Thomas Baker, one of the first to manufacture dry plates locally, teams with amateur photographer J.F.C. Farquhar to open their rooms in Elizabeth Street, Melbourne as the “Victorian Gallery of Australian Views” with an exhibition of “argentic bromide” enlarged landscape photographs (with some prints over a metre square). The Sun newspaper of 28 February declares:

“The bromide produces real works of art, giving a soft finish to the pictures, equal to the finest engravings. The object of the firm is to supply pictures of national life for home decorations, at a modest price.”

The exhibition review is headed “Exhibition of Artistic Photographs,” suggesting a new emphasis on artistry in the assessment of photographs in the 1890s.

1894

The Northern Tasmanian Camera Club holds its first intercolonial show, followed by the Geelong Amateur Photographic Society in 1895, which also serves as a congress – one of the few occasions when photographers travelled from interstate to get together.

1895

Members of the South Australian Photographic Society are represented in the South Australian Chamber of Manufacturers Exhibition of Art and Industry. This show is significant for its mixed hanging of photographs and traditional works of art, and it included prints and stereographs by H.H. Tilbrook (1848–1937), founder of the Northern Argus newspaper in South Australia.

Benjamin Cowderoy exhibits a group of talbotypes in a photographic exhibition at the Melbourne Museum and Aquarium, near the current Royal Exhibition Building, Carlton. (The photographic exhibition also included photographs of New Guinea by J W Lindt, and a ‘poetic’ image by John Kauffman.) Cowderoy, who was president of the Melbourne Chamber of Commerce, had been manager of William Henry Fox Talbot’s Reading printing establishment in 1846, when he had assisted with the production of The Pencil of Nature and the promotion Talbot’s process. At the Melbourne exhibition Cowderoy lectured on the talbotypes and his relationship with Talbot, to celebrate the ‘jubilee’ of photography. The Melbourne Argus commented:

The specimens which are considered of most interest are those which represent portions of Laycock Abbey and the adjacent park, as they were the first objects which Mr. Talbot experimented upon with his camera.
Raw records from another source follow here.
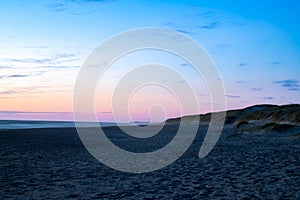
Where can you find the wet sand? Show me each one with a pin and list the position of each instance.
(53, 163)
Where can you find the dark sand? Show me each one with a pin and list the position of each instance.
(53, 163)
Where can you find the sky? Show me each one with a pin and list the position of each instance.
(254, 44)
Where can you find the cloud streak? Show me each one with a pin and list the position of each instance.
(289, 84)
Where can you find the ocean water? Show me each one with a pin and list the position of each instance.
(29, 124)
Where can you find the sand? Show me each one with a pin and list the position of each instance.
(53, 163)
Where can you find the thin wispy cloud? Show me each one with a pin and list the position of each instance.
(210, 26)
(35, 47)
(275, 63)
(232, 96)
(268, 98)
(54, 59)
(18, 75)
(256, 89)
(185, 32)
(242, 64)
(289, 84)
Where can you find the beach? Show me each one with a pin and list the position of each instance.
(52, 163)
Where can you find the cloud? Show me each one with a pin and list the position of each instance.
(256, 89)
(62, 7)
(54, 59)
(57, 67)
(275, 63)
(6, 67)
(242, 64)
(232, 96)
(210, 26)
(18, 75)
(268, 98)
(185, 32)
(57, 7)
(35, 47)
(289, 84)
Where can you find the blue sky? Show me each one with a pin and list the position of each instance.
(255, 45)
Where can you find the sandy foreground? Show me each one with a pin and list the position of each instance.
(53, 163)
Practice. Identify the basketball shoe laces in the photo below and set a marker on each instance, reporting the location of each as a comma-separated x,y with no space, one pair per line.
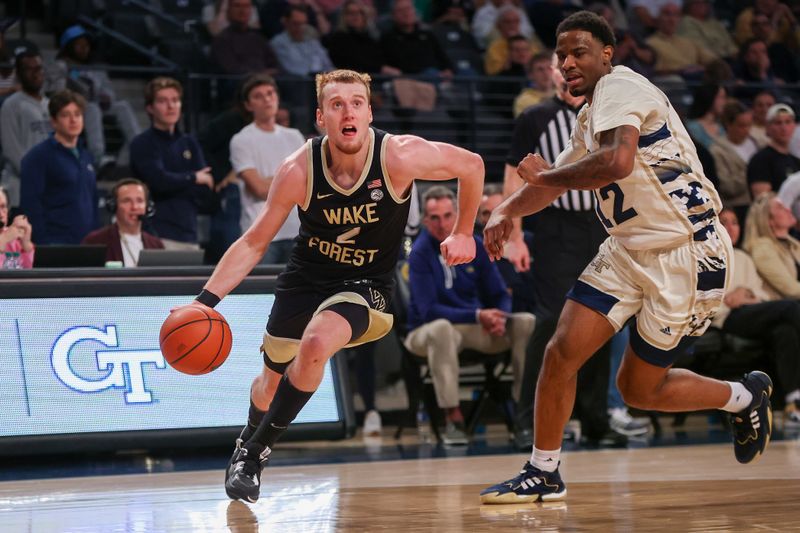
521,481
251,465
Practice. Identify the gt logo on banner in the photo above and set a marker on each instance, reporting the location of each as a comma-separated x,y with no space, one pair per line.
113,361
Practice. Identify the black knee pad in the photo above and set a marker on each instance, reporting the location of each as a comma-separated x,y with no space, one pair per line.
280,368
356,315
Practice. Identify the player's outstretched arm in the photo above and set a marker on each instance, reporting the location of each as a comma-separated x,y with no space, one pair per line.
410,157
288,189
611,162
524,201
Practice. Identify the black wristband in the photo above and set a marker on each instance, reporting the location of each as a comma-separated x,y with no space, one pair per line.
208,298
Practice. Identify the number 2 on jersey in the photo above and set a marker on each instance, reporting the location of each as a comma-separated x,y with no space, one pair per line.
620,215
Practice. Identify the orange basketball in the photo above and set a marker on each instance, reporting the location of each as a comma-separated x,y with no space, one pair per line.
195,340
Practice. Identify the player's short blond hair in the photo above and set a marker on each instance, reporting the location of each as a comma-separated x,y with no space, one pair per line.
341,76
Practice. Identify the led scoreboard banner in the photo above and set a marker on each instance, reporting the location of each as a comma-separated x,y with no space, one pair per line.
87,371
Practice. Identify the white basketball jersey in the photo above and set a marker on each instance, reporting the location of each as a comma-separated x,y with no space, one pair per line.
667,200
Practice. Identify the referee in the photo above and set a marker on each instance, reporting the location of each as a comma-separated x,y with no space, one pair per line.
566,236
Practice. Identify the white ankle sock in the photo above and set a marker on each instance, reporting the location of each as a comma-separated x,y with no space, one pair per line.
740,397
546,460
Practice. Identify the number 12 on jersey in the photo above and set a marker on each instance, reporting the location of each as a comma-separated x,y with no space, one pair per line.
620,214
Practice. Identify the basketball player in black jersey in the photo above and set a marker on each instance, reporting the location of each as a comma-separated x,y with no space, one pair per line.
352,188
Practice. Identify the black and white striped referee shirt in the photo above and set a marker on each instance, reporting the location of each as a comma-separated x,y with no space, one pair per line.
545,128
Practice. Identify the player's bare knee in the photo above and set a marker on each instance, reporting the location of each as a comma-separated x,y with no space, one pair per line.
636,394
314,351
557,360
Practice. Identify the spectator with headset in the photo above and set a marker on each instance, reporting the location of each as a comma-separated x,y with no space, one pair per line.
129,201
15,235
As these pictures are nearly 50 years old, and were produced when the chemistry of the process was less perfectly known than now, they have, for the most part, a very faded appearance as compared with the fresh and newly executed works of today. (Argus, 18 February 1895, p. 7)

Cowderoy had previously lectured on his relationship with Talbot at a Chamber of Commerce ‘At Home’ in 1893, at which Lindt had shown lantern slides of the New Hebrides, and Mr H L J Ellery had shown lantern slides of the sun, moon and stars taken through the Melbourne Observatory.

1901

The 1901 exhibition of the South Australian Photographic Society at the institute rooms, North Terrace, is considered “one of the finest” by a reviewer in the South Australian Register/The Advertiser, because “some of the works … could easily be mistaken for etchings and paintings. All the sharp and hard lines which one is so accustomed to associate with photography are absent and the exhibits are perfect pictures and delightful works of art.”

1903

A print by Edward Steichen is exhibited by the Photographic Society of New South Wales, which: “gave an opportunity to compare [his] work with the production of the local men”.